The EY Report also proposes the establishment of a new regulator or strengthening the existing regulatory apparatus to bring proceedings against executive directors of companies that have caused serious harm to third parties or the environment. However, Article 25 of the draft CSDDD does not clearly mention that a public enforcement mechanism would be available for providing a remedy in case of a breach. Recital 53 of the proposal suggests that EU Member States may designate national authorities for enforcing the directive. However, given that it is not an operational part, and no specific mention to enforce Article 25 is provided, EU Member States may not be keen to amend their domestic legislation to this effect.
The EY Report and the CSDDD, to an extent, downplay the costs involved in setting up a new regulator or empowering an existing regulator to enforce directors’ duties. This proposal is inspired by the Australian model, which provides for the public enforcement of directors’ duties. However, the Commission Proposal does not discuss whether criminal and civil penalties for violations of directors’ duties (as it is the case in Australia) will be provided. Most likely, this aspect may be left to national law. While the Australian model has been hailed for its effective enforcement (Jones and Welsh, 2012), the Australian securities regulator has been accused of negotiating outcomes (Hayne Royal Commission Final Report, 2019). Furthermore, Australian courts have applied criminal safeguards to the determination of civil penalties thereby leading to unsuccessful outcomes (Comino, 2014). An empirical study has also revealed that much lower penalties (as compared to the statutory maximum) have been imposed (Hedges, Bird, Gilligan, Godwin & Ramsay, 2016) against defendants for breach of directors’ duties.
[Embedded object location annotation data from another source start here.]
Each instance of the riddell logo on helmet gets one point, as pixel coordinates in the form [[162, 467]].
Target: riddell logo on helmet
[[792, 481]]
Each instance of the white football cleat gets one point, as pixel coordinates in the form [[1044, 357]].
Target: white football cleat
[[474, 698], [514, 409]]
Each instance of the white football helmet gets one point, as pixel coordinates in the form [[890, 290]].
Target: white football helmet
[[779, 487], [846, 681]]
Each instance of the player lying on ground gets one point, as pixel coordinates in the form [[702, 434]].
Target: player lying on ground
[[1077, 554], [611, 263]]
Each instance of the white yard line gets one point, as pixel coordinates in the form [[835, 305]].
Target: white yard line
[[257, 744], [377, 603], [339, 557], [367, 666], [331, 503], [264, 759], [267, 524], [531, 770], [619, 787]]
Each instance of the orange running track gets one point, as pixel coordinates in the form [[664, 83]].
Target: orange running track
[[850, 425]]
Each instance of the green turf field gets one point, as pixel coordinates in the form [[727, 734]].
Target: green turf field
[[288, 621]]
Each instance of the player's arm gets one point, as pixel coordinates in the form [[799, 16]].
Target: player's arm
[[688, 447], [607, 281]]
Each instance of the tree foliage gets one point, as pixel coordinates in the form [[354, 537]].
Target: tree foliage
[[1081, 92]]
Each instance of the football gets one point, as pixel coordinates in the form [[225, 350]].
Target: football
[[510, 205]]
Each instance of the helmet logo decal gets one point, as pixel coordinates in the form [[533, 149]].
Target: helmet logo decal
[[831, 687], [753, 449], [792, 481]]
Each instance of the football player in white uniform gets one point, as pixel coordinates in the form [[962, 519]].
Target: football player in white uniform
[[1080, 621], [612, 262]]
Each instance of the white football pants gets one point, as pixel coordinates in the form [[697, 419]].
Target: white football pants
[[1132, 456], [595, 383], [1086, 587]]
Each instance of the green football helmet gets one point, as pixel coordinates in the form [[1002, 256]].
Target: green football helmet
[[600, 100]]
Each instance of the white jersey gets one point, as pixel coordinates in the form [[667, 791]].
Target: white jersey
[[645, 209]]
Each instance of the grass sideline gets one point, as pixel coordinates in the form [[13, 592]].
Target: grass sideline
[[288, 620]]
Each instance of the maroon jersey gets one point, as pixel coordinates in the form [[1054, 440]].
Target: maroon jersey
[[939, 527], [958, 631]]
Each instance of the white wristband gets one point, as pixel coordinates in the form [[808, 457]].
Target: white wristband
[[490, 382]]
The draft CSDDD also fails to recognise that institutional factors, such as the politics-business nexus, interference in the functioning of regulators, regulatory architecture, and corporate ownership structures among others, will play a crucial role in ensuring successful public enforcement of directors’ duties. In addition, failure to lay down key contours of the enforcement of Article 25 at the EU level will do no good towards its goal to harmonise directors’ duties across EU Member States. Companies will continue to resort to forum shopping.
Thomas A Edison had remarked, ‘good intention, with a bad approach, often leads to a poor result’. The proposed CSDDD depicts a noble conception of evolving ‘sustainable’ corporate governance practices, which is a welcome move. Article 25 yet needs to be re-formulated such that it adheres to either the ESV model or the pluralist model. A revised version of the CSDDD must also detail the modes of public and private enforcement and iron out substantial details, such as legal standing or the types of remedies (criminal and civil) for breach of directors’ duties to consider stakeholders’ interests. Most importantly, a revised Article 25 should apply to all companies, irrespective of their size and business sector. The current formulation of Article 25 in the Commission Proposal is marred by multiple shortcomings, which may lead to a ‘poor result’.